China’s imposed cybersecurity review is result of US audit inspections of listed tech firms, analyst says

  • An opinion piece published by the China’s cyberspace watchdog argues that companies listing overseas risk having data ‘maliciously used by foreign governments’
  • Part of the concerns stem from a rule in the US that would require regulators to inspect audits of China-based companies, which could violate Chinese law

A specialist trader works at the post where the IPO of Chinese ride-hailing company Didi Global was traded on the New York Stock Exchange (NYSE). Didi was the first to be subjected to a new cybersecurity review process in China, which one analyst said was in response to US data collection in an opinion piece endorsed by the Cyberspace Administration of China. Photo: Reuters

Beijing’s mandated cybersecurity review for overseas listings aims to address a perceived danger stemming from US access to “sensitive” data from public Chinese tech firms, according to a Chinese expert whose opinions were endorsed and published by the Cyberspace Administration of China (CAC).
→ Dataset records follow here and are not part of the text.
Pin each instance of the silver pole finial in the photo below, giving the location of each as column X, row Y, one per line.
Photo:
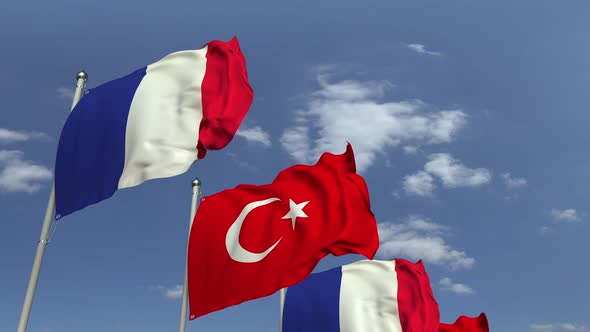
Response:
column 197, row 182
column 82, row 75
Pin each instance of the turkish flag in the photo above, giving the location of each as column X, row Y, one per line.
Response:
column 467, row 324
column 251, row 241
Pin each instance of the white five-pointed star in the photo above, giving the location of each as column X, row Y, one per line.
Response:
column 295, row 210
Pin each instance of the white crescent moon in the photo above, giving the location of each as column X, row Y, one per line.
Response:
column 232, row 243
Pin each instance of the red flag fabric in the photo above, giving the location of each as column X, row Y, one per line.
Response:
column 251, row 241
column 467, row 324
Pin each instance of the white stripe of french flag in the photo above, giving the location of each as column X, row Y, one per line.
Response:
column 152, row 123
column 368, row 295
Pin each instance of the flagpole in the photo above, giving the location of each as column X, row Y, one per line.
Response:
column 282, row 294
column 195, row 201
column 81, row 78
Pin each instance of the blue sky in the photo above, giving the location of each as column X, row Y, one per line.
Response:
column 468, row 120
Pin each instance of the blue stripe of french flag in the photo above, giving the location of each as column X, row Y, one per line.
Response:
column 152, row 123
column 368, row 295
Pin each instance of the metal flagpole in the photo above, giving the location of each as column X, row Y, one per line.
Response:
column 195, row 201
column 47, row 221
column 282, row 294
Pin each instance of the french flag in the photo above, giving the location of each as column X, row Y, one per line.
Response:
column 368, row 295
column 152, row 123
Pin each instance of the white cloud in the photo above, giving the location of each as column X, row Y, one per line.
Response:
column 10, row 136
column 420, row 184
column 352, row 111
column 19, row 175
column 255, row 134
column 557, row 327
column 171, row 293
column 408, row 149
column 447, row 284
column 565, row 215
column 65, row 93
column 544, row 230
column 418, row 238
column 454, row 174
column 420, row 48
column 513, row 183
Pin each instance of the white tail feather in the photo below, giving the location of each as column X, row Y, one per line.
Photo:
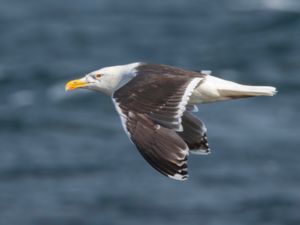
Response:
column 215, row 89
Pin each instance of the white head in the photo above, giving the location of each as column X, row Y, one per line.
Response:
column 106, row 79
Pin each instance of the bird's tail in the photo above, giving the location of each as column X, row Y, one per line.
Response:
column 239, row 91
column 215, row 89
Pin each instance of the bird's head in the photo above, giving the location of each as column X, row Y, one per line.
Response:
column 105, row 80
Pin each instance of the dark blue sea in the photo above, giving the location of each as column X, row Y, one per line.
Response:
column 64, row 157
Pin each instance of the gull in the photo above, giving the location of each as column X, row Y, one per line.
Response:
column 156, row 103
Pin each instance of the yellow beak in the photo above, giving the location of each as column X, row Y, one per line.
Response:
column 74, row 84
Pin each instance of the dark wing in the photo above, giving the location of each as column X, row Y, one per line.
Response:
column 160, row 146
column 151, row 107
column 162, row 98
column 194, row 134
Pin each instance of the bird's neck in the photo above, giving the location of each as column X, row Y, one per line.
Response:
column 119, row 76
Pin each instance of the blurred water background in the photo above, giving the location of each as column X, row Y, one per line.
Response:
column 64, row 157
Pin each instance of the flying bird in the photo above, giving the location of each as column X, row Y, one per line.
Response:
column 156, row 104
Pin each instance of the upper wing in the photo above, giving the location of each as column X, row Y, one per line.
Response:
column 151, row 107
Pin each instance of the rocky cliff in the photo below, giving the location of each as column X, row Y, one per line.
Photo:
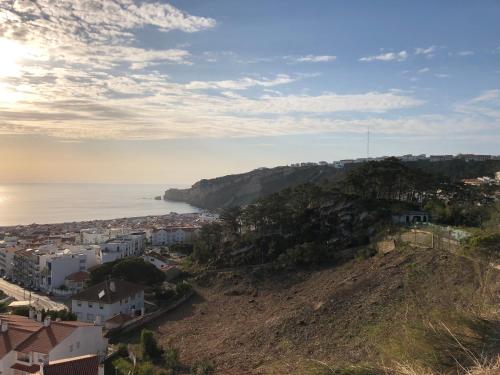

The published view of Hu Ying, who heads the data security department at the China Electronics Standardization Institute, a research agency under China’s Ministry of Industry and Information Technology, offers more insight into the driving force behind Beijing’s decision to require a security review before foreign initial public offerings. It also gives context to the cyberspace watchdog’s investigation into Didi Chuxing, launched just days after the ride-hailing giant’s listing on the New York Stock Exchange.